Quem tem um pássaro pousado no dedo sabe que, a qualquer momento, ele pode
voar. Como construir uma relação duradoura com cola tão fraquinha? Por isto os
casais se separam, por causa do amor, pela ilusão de um outro amor. Qualquer
tolo sabe que o pássaro só fica se estiver na gaiola. O amor é cola fraca para
produzir um casamento duradouro porque no amor vive o maior inimigo da
estabilidade: a liberdade. É preciso que o pássaro aprenda que é inútil bater
asas. Um casamento duradouro é aquele em que o homem e a mulher perderam as
ilusões do amor.
– Foi aí que nos separamos – ele continuou.
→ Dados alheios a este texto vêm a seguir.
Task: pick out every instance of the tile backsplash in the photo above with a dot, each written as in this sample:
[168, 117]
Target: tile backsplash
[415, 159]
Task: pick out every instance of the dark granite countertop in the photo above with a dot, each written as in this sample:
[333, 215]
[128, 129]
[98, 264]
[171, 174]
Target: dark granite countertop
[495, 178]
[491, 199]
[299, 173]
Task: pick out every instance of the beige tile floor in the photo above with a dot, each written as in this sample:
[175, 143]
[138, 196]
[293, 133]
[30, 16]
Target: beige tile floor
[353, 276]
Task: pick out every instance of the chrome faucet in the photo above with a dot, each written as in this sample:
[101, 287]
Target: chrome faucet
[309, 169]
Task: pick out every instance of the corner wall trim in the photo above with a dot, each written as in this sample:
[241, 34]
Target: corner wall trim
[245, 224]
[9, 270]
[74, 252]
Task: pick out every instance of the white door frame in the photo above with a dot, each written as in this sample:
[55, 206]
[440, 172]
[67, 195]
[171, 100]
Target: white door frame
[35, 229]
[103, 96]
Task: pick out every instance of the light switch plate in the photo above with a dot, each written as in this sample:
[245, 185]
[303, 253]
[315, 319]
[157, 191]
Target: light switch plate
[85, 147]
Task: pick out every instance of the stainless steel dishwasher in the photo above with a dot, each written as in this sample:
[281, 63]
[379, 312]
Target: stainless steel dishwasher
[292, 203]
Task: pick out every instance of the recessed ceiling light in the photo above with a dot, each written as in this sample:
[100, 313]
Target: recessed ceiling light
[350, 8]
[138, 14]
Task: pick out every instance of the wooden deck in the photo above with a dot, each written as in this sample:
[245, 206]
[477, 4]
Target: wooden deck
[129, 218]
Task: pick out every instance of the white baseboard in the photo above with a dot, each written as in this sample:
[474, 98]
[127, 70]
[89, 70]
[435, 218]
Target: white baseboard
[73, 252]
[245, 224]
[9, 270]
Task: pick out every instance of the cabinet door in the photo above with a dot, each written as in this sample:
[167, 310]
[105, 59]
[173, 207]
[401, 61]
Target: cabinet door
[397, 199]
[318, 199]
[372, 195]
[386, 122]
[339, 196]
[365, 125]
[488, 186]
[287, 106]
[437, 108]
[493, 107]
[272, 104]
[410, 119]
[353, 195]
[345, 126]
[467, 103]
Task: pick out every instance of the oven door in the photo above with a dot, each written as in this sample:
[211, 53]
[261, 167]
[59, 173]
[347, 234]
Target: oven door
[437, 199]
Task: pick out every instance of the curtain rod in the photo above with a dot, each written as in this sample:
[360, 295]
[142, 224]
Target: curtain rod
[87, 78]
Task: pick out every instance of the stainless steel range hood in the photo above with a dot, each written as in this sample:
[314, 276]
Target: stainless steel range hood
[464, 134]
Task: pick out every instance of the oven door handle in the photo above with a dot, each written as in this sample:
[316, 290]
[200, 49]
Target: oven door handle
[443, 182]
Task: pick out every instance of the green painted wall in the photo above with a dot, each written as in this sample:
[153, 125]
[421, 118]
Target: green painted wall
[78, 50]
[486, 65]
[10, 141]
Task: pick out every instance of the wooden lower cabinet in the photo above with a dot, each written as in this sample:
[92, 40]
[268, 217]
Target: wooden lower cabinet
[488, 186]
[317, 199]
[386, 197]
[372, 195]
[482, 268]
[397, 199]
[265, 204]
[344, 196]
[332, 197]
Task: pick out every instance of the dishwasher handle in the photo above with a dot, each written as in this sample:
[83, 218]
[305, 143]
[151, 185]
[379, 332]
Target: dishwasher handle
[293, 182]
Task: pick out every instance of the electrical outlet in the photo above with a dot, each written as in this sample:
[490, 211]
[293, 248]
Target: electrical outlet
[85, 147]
– Não porque discordássemos que casamento
deveria ser eterno. É isto que eu quero. Nos separamos porque não estávamos de
acordo sobre o que é que junta um homem e uma mulher, eternamente. Deus é um
romântico. Eu sou um realista.
– Qual foi então a sua proposta? Que cola
deveria ser usada?- perguntei, perplexo.
– O ódio. – respondeu ele. – Enganam-se
aqueles que dizem que o ódio separa. A verdade é que o ódio junta as pessoas.
Como disse um jagunço do Guimarães Rosa, quem odeia o outro, leva o outro para
a cama. Diferente do fogo da vela, o fogo do ódio é como um vulcão. Não se
apaga nunca. Por fora pode parecer adormecido. No fundo, as chamas crepitam. A
diferença entre os dois? O amor, por causa da liberdade, abre a mão e deixa o
outro ir. No amor existe a permanente possibilidade de separação. Mas o ódio
segura. Não tenha dúvidas. Os casamentos mais sólidos são baseados no ódio. E
sabe por que o ódio não deixa ir? Porque ele não suporta a fantasia do outro,
voando livre, feliz. O ódio constrói gaiolas, e ali dentro ficam os dois,
moendo-se mutuamente numa máquina de moer carne que gira sem parar, cada um se
nutrindo da infelicidade que pode causar no outro. As pessoas ficam juntas para
se torturarem. Não menospreze o poder do sadismo. Ah! A suprema felicidade de
fazer o outro infeliz!
Com estas palavras ele tomou do seu martelo e
voltou ao seu trabalho:
– Tenho de provar que eu, e não Deus, sou quem
sabe a receita do casamento que só a morte pode separar.
Eu me persignei três vezes e compreendi que o
inferno está mais perto do que eu pensava.